Если бы метр Адам жил один, он воспринял бы поворот фортуны с беззаботностью художника и спокойствием философа; но у него были жена, сын и дочь. Конечно, жена, прекрасная женщина, которая была лишь живым эхом того, что при ней говорили, повторяя последние услышанные слова, беспокоила его мало. Метр Адам видел в доброй Бабилане лишь человека, с кем ему следует делить и радости и горести, и неукоснительно исполнял обязательства, принятые им перед алтарем, так что бедной женщине нечего было по этому поводу сказать, да она ничего и не говорила. Что касается сына, то совсем юным он ощутил великое призвание поступить на королевскую службу, а потому завербовался в пешую артиллерию и, проведя восемь лет под знаменами, добился, поскольку ум его равнялся его энтузиазму, почетнейшего звания капрала, после чего сменил данную ему по рождению фамилию, казавшуюся ему слишком мирной, на гораздо более впечатляющую и выразительную — Бомбарда.

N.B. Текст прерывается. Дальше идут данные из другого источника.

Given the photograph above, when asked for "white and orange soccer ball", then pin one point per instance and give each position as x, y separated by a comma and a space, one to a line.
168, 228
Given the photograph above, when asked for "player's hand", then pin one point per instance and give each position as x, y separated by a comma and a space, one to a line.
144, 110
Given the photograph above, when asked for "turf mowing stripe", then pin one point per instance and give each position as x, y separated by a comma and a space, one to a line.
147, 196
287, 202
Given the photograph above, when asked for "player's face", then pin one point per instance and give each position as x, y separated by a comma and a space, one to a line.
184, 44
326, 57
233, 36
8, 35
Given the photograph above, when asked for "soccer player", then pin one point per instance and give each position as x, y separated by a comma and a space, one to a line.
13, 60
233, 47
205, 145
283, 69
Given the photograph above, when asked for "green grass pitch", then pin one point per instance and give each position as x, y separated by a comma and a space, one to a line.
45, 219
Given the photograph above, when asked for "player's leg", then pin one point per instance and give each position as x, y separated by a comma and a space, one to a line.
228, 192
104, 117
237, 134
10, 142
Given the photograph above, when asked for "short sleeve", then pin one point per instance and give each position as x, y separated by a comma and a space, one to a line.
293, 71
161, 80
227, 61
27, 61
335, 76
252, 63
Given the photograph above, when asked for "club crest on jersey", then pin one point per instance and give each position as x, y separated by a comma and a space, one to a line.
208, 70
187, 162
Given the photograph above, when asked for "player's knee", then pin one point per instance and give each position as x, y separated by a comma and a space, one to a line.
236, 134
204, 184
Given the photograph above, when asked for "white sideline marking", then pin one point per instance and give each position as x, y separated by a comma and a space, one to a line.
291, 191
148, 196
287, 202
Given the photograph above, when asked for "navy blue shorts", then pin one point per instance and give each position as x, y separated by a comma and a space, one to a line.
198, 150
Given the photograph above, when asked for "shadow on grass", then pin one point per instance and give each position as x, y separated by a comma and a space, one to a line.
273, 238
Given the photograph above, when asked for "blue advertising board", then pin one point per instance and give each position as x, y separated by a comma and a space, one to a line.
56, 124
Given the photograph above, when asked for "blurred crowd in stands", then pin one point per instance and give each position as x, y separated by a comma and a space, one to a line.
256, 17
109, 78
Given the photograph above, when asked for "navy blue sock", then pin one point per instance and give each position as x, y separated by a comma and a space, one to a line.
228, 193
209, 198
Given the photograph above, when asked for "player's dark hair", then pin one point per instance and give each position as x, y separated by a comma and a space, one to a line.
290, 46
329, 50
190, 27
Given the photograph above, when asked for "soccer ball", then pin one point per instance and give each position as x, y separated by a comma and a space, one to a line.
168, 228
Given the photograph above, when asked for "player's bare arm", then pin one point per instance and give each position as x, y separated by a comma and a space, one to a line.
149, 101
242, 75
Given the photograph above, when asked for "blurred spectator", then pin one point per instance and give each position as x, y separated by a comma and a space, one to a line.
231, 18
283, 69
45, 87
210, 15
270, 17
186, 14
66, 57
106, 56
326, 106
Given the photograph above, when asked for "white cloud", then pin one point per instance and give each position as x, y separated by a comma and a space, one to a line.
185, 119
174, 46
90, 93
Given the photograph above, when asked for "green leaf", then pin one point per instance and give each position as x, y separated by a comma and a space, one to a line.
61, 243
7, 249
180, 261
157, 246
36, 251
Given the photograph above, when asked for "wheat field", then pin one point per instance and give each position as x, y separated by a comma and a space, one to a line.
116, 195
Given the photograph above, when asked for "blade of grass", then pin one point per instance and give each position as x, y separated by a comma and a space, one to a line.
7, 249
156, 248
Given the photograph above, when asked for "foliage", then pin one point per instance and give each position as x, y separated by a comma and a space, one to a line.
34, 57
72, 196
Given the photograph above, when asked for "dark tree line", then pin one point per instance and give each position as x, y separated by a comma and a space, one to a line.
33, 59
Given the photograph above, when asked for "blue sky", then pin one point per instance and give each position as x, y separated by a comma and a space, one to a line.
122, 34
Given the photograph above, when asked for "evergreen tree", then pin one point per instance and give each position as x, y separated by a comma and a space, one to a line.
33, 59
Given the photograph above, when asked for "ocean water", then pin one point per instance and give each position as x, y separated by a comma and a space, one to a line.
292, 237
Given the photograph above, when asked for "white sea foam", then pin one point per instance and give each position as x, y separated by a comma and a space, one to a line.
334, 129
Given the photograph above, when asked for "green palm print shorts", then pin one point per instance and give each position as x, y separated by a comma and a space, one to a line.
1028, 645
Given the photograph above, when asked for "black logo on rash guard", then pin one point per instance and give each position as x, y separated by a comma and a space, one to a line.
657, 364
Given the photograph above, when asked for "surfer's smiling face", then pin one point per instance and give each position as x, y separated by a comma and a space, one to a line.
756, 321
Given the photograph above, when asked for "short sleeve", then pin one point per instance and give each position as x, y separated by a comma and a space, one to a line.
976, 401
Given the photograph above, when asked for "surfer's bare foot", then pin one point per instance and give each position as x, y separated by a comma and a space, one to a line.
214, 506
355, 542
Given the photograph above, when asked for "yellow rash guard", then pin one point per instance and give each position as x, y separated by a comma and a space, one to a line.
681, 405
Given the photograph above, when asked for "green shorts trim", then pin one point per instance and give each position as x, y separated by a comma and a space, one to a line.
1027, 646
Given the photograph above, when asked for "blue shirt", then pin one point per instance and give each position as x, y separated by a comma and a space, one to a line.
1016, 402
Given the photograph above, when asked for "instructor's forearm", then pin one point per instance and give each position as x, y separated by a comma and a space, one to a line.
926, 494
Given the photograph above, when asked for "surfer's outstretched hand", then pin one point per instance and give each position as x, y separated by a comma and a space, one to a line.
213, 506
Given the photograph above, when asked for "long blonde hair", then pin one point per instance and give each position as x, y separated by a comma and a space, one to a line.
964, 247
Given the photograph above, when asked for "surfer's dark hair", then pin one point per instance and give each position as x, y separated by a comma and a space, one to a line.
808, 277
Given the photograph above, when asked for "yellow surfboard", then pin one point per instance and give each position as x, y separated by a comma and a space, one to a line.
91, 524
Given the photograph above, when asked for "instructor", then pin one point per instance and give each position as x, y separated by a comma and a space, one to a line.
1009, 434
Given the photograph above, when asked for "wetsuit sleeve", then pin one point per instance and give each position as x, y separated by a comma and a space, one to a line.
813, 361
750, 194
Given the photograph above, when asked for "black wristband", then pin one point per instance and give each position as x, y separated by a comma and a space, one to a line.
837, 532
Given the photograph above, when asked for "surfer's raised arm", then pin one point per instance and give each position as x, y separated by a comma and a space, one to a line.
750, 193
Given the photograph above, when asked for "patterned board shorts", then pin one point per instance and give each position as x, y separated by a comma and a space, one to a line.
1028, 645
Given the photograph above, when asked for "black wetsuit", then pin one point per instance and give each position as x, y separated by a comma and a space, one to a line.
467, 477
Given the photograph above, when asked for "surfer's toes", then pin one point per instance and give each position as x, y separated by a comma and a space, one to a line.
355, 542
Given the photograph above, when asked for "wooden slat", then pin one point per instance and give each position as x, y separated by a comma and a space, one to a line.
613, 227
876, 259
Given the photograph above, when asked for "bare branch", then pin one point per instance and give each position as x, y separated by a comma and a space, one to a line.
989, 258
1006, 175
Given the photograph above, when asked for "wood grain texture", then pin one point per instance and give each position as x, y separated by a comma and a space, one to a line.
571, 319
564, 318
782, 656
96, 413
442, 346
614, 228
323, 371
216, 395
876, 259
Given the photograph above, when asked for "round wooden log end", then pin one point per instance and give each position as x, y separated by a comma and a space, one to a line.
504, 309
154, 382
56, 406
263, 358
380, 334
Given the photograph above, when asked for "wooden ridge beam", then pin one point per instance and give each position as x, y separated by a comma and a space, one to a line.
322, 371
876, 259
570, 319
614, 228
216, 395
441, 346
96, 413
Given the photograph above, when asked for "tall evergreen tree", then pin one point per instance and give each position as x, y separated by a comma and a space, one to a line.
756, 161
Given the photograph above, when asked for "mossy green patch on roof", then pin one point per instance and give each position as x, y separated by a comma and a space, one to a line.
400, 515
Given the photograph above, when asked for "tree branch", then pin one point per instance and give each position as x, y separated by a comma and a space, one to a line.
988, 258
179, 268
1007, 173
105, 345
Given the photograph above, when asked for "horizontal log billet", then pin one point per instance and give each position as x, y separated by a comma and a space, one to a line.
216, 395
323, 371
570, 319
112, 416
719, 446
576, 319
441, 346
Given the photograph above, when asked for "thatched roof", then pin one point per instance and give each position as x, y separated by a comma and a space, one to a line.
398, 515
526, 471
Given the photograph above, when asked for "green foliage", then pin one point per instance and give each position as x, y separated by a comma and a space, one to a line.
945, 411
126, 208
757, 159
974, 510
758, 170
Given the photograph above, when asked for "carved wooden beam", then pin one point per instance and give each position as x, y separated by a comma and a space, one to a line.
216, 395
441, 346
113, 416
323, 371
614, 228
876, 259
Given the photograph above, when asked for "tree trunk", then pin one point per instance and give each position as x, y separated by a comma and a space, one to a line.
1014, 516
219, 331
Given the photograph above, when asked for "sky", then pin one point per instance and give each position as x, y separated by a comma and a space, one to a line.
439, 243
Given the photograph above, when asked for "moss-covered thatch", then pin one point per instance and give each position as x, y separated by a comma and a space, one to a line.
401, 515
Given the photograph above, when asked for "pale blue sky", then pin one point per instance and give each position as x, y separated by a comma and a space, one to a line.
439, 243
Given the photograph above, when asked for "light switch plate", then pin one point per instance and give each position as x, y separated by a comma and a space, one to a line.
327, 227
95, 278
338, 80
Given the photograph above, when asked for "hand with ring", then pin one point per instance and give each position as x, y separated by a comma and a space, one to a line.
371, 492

Зато отец мог не тревожиться по поводу своего отпрыска: тот вел славную жизнь под сенью казармы и в пушечном дыму, полностью одетый и досыта накормленный за счет правительства, которое содержало гарнизон в Мессине и требовало от капрала в обмен на получаемые ежесуточно три сольдо всего-навсего выйти с надлежащей выправкой на вечернюю и утреннюю поверку, ну а в иные, менее приятные минуты — нанести несколько ударов саблей бандитам, околачивавшимся в окрестностях города; при этом давался совет поражать ударами как можно больше противников, а получать от них ударов как можно меньше, и не для того чтобы сохранить свою шкуру, а для того чтобы не попортить свой мундир.
Но Джельсомина, драгоценная дочь его, модель, с которой он писал своих Мадонн, которой он как художник мечтал подарить все богатства земные и все блага небесные; Джельсомина, на миг вкусившая той пьянящей жизни, которой стремишься достигнуть и о которой всегда сожалеешь, утратив ее; взбалмошная, капризная, своевольная Джельсомина… Каково ей будет без золотых булавок, жемчужных сережек и коралловых бус, какой удар отсутствие всего этого нанесет по ее гордости?.. Вот почему прежде всего от дочери метр Адам скрывал, в какую пучину несчастья он погрузился; в его бедном отцовском сердце поселился страх, что Джельсомина не простит ему преступного низвержения его в нищету. И все же, как бы ни мучила его душу печаль, стоило Джельсомине его позвать, он являлся к ней с улыбкой на устах, боясь лишь одного — что она попросит у него то, чего он не сможет ей дать… Легко догадаться, сколь горестна была для художника мысль, что настанет день, когда он не сможет удовлетворить даже просьбу дочери о куске хлеба!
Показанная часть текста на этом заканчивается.